8/10
Reliable biography of a major Broadway composer
13 September 2006
Yes, Richard Rodgers was one of the most ubiquitous composers in the popular music field who has always been played a great deal. His work spanned 5 decades, more or less and the quality of much of it it is very high. He and his collaborators have often been highly innovative and, by collaborators, I mean mostly Lorenz (Larry) Hart and Oscar Hammerstein both of whom he worked with early on. But the main collaboration with Hammerstein started with "Oklahoma" in 1943 when Hart refused to work any longer with the exception of some new songs for a revival of "A Connecticut Yankee". (Curiously, the songs, at least as played here, were not in the old style that he previously used with Hart, but in the much lusher and more expansive style of the Hammerstein collaborations.)

But the music historian Jonathan Schwartz, especially, makes some rather outrageous claims as, for example, that Rodgers is the most played composer in any field (I'd have thought Mozart or possibly even Irving Berlin, for example, was more often played but what do I know?). Or that Rodgers wrote the greatest waltzes ever, greater than Strauss which I also find questionable. Consider also the contributions of Schubert and Brahms both of which I find greater.

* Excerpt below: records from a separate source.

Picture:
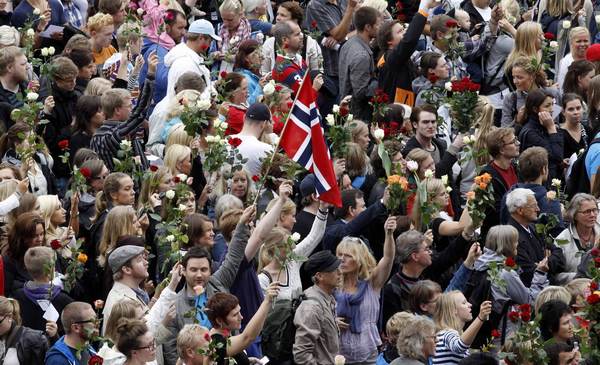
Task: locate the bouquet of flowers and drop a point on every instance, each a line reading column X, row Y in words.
column 481, row 198
column 463, row 103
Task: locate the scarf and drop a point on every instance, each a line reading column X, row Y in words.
column 243, row 32
column 348, row 305
column 37, row 292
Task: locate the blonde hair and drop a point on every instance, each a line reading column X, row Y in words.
column 174, row 154
column 119, row 222
column 359, row 251
column 445, row 314
column 48, row 205
column 433, row 187
column 550, row 293
column 97, row 86
column 99, row 21
column 525, row 43
column 234, row 6
column 10, row 307
column 268, row 250
column 178, row 135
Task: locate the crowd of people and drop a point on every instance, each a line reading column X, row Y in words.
column 152, row 211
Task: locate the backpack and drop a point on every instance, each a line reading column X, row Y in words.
column 279, row 332
column 579, row 181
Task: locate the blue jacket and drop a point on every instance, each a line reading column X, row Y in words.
column 60, row 354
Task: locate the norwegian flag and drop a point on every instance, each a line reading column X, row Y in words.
column 303, row 141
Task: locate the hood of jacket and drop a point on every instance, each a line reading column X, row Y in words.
column 488, row 256
column 181, row 51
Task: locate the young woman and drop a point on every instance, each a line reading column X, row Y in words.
column 22, row 345
column 28, row 231
column 452, row 312
column 358, row 297
column 575, row 134
column 540, row 130
column 247, row 62
column 223, row 311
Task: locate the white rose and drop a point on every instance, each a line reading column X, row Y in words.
column 412, row 166
column 556, row 182
column 203, row 104
column 444, row 179
column 330, row 119
column 269, row 88
column 170, row 194
column 339, row 360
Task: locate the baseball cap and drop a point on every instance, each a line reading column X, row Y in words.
column 119, row 257
column 322, row 261
column 258, row 112
column 202, row 26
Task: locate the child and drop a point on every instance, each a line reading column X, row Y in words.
column 34, row 296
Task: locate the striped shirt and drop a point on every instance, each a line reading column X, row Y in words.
column 108, row 137
column 449, row 348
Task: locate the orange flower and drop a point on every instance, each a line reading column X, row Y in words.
column 82, row 258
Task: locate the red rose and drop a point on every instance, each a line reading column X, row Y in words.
column 95, row 360
column 525, row 308
column 86, row 172
column 234, row 142
column 451, row 23
column 55, row 244
column 513, row 316
column 510, row 262
column 64, row 144
column 593, row 299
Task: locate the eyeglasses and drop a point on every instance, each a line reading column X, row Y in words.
column 151, row 346
column 589, row 211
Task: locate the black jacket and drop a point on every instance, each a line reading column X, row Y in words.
column 398, row 70
column 531, row 250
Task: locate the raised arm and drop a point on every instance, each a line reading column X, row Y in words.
column 269, row 221
column 240, row 342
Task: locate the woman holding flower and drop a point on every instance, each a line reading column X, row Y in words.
column 507, row 289
column 358, row 296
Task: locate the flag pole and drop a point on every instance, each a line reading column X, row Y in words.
column 287, row 119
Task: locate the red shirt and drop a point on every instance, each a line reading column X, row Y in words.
column 509, row 175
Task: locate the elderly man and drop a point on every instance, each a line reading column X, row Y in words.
column 532, row 249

I also find many of Hammerstein's lyrics rather cringe-worthy especially those in "The Sound of Music" ("like a lark who is learning to pray" for example.), I must admit that I've never been able to get through the film of this show.

Rodgers' later bouts of alcoholism and his fight with cancer are given their due and this is a very satisfying and generally otherwise honest account of his life, but it does no one any favors to hype any artist to this extent.